Updated 12.05pm

The professor believe to be the missing link between the Trump campaign and Russian operatives went regularly to Russia to promote education, his former employer Nabil Ayad told the Times of Malta today.

"He knew a number of top Russian officials because of these contacts. He has been involved in education for a considerable time. However, I am sure that there was nothing sinister about his contacts and that he may have naively been drawn into this affair," Prof. Ayad said.

"He was not working for any government - except for his work in Malta in the past."

Prof. Ayad joined the University of East Anglia - London Campus in 2010, and established the London Academy of Diplomacy (LAD). Prof. Mifsud was a director at the academy. However, the school closed a year ago as its parent, the University of East Anglia, decided to pull out of London.

He is now employed with the University of Stirling, which told the Times of Malta that Prof. Mifsud has been a full-time professorial teaching fellow in the University’s Politics department since May 2017.
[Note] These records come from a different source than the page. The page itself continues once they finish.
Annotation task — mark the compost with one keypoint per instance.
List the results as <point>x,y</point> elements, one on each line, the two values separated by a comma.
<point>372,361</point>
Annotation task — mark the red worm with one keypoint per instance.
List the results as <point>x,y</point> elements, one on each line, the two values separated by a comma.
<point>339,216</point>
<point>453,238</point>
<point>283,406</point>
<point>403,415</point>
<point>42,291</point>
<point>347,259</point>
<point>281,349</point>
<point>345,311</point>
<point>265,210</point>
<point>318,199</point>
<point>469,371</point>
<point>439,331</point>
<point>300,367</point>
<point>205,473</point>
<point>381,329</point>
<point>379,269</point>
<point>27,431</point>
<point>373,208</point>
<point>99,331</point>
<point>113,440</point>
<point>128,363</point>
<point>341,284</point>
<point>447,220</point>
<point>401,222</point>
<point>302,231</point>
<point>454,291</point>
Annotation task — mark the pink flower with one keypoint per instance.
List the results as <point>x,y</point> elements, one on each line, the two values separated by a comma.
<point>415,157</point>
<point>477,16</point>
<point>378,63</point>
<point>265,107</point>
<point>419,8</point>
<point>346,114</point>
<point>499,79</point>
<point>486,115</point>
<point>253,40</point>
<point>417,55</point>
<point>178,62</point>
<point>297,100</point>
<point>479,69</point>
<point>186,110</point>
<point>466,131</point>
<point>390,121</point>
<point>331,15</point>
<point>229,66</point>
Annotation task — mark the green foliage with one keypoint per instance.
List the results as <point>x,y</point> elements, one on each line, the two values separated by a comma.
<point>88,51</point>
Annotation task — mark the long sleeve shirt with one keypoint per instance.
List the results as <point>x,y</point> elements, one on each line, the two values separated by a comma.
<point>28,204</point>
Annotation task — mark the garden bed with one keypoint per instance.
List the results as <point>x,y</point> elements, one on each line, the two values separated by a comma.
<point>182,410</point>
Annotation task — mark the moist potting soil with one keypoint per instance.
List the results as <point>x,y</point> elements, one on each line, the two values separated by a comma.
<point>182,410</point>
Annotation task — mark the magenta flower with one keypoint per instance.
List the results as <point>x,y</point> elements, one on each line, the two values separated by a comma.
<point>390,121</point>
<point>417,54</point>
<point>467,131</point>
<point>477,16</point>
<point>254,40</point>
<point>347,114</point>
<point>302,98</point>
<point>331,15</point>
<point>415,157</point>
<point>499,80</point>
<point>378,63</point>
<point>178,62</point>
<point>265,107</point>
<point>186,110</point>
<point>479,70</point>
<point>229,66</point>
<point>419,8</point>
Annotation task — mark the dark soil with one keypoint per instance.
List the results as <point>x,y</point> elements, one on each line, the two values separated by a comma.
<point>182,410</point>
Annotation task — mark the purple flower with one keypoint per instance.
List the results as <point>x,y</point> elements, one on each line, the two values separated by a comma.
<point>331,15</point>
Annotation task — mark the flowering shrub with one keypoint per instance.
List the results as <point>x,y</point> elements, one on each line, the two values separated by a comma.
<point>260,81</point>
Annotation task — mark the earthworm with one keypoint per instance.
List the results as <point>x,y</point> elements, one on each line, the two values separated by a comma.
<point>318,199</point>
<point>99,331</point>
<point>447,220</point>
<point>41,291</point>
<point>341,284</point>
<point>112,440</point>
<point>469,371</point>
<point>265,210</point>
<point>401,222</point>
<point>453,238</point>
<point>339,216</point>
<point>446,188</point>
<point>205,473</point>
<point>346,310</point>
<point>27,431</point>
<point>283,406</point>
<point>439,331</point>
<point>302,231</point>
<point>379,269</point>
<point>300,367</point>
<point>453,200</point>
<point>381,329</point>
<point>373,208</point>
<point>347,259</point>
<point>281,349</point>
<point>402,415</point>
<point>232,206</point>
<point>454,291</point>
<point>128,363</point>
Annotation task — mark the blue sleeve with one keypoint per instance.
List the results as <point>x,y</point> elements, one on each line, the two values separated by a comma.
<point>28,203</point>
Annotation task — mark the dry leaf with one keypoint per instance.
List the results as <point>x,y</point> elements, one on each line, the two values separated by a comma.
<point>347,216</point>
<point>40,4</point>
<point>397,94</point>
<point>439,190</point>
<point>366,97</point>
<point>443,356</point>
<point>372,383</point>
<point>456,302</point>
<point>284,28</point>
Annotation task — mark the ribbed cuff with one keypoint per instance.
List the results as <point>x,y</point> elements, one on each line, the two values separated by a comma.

Documents were turned over to the White House on Monday, with an e-mail identifying Prof. Mifsud as the London-based professor who allegedly offered to put Trump campaigner George Papadopoulos in touch with influential Russians who could tarnish Hillary Clinton in the run up to the American election.

The Washington Post said that Mr Papadopoulos met Prof. Mifsud in Italy in March 2016, days after he joined the Trump campaign.

Prof. Ayad said that Prof.Mifsud was, to the best of his knowledge, in Rome and that he was planning to return to Malta in a couple of days.

Attempts to contact Prof. Mifsud have so far been in vain.